Doha saldırısının ardından Arap NATO’su yeniden gündemde
Mısırlı uzmanlar, Katar ve diğer Arap devletlerine yönelik İsrail saldırılarının Ortadoğu’nun güvenliği için ciddi bir tehdit olduğunu ve bölgeyi daha karmaşık bir tabloyla karşı karşıya bıraktığını vurguladı.
Bu nedenle, Suudi Arabistan ve Mısır’ın öncülüğünde Arap Birliği’nde kabul edilen, ‘yeni bölgesel güvenlik vizyonunun’ hızla hayata geçirilmesi gerektiğini söylediler.
Plan; bölge ülkelerinin egemenliğini eşit şekilde gözeten, uluslararası hukuka ve karşılıklı çıkarlara dayalı, bir iş birliği mekanizmasının tesis edilmesini hedefliyor.
1950 ANLAŞMASINI HATIRLATTI
Mısır istihbaratının eski başkan yardımcısı Tümgeneral Muhammed Reşad, Arap ülkelerini ortak bir güvenlik sistemi kurmaya davet ederek, “Bu gelişmeler, tüm Arap devletlerini koruyacak bir güvenlik yapısının acilen oluşturulmasını zorunlu kılıyor” dedi.
Al Arabiya’ya konuşan Reşad ayrıca, İsrail’in Gazze’de planlarını sürdürmesinin ve diğer Arap ülkelerinde saldırılarını artırmasının beklendiğini belirtti. Bu nedenle, önümüzdeki günlerde Doha’da yapılacak zirvede, 1950 tarihli Arap Ortak Savunma Anlaşması’nın etkinleştirilmesi yönünde karar alınması gerektiğini ifade etti.
ORTAK SAVUNMANIN KAPSAMI
İskenderiye Üniversitesi’nden Uluslararası Hukuk Profesörü Dr.
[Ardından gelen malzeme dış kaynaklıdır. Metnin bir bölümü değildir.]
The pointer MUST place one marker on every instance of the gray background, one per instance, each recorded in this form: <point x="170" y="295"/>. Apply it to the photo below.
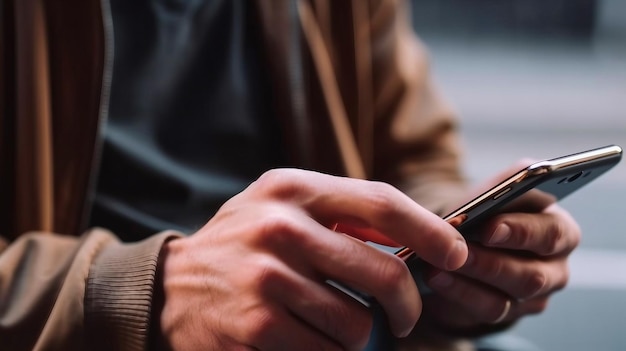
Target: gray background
<point x="533" y="80"/>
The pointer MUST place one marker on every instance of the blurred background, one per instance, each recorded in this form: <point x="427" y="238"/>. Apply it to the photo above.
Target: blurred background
<point x="537" y="78"/>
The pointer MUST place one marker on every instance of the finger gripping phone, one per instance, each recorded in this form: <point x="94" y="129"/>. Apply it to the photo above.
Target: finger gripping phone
<point x="551" y="180"/>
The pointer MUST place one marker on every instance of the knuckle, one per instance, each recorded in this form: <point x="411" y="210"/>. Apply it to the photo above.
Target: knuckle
<point x="382" y="200"/>
<point x="262" y="325"/>
<point x="553" y="240"/>
<point x="492" y="311"/>
<point x="493" y="268"/>
<point x="538" y="306"/>
<point x="564" y="279"/>
<point x="524" y="237"/>
<point x="392" y="271"/>
<point x="267" y="275"/>
<point x="275" y="228"/>
<point x="353" y="334"/>
<point x="281" y="183"/>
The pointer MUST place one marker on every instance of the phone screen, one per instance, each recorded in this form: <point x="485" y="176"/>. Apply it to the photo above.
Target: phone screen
<point x="549" y="181"/>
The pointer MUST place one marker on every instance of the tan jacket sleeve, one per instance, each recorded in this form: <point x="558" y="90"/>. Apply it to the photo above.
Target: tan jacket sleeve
<point x="416" y="144"/>
<point x="66" y="293"/>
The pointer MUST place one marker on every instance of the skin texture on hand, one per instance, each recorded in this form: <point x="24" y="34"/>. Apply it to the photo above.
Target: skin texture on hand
<point x="520" y="257"/>
<point x="254" y="277"/>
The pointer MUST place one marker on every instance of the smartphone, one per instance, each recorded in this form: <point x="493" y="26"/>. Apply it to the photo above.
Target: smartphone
<point x="551" y="179"/>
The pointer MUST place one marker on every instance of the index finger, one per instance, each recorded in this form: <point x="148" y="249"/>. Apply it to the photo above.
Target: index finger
<point x="376" y="205"/>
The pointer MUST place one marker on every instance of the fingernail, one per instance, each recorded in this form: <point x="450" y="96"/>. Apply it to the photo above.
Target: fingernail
<point x="441" y="280"/>
<point x="470" y="258"/>
<point x="500" y="235"/>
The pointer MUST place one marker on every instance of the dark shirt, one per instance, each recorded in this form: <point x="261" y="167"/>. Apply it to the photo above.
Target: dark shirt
<point x="190" y="121"/>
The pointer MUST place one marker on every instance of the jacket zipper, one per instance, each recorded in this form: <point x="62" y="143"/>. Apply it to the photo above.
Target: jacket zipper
<point x="296" y="83"/>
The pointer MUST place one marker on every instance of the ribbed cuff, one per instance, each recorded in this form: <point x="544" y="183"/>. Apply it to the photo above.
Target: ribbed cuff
<point x="119" y="292"/>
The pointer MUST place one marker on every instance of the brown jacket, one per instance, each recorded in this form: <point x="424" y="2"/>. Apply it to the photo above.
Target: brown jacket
<point x="355" y="100"/>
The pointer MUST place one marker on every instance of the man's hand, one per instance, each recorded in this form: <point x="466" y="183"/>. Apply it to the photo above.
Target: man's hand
<point x="254" y="277"/>
<point x="518" y="262"/>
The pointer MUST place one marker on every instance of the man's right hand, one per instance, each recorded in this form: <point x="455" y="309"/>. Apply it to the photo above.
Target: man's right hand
<point x="254" y="277"/>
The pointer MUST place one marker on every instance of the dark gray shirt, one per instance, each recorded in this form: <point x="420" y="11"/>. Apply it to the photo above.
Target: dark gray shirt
<point x="190" y="121"/>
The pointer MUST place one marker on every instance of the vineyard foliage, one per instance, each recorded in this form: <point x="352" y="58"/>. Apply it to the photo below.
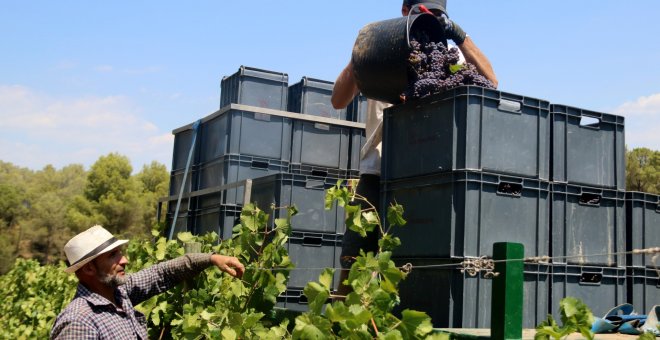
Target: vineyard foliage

Muhammed Mahmud Mehran ise İsrail’in Arap ülkelerine yönelik tekrar eden saldırılarının, “birleşik Arap güvenlik sistemini acil bir şekilde zorunlu hale getirdiğini” söyledi.
Mehran, 1950 tarihli Arap Ortak Savunma Anlaşması’nın bu proje için gerekli hukuki temeli sağladığını hatırlatarak, “Anlaşmaya göre bir Arap ülkesine saldırı, tüm ülkelere yapılmış sayılır ve ortak, hızlı ve etkili bir yanıt verilmesi gerekir” dedi.
Ayrıca, oluşturulacak güvenlik sisteminin kolektif savunmayı, bölgesel egemenliğin korunmasını, dış müdahalelerin engellenmesini, doğal kaynakların ve stratejik su yollarının güvence altına alınmasını kapsaması gerektiğini vurguladı.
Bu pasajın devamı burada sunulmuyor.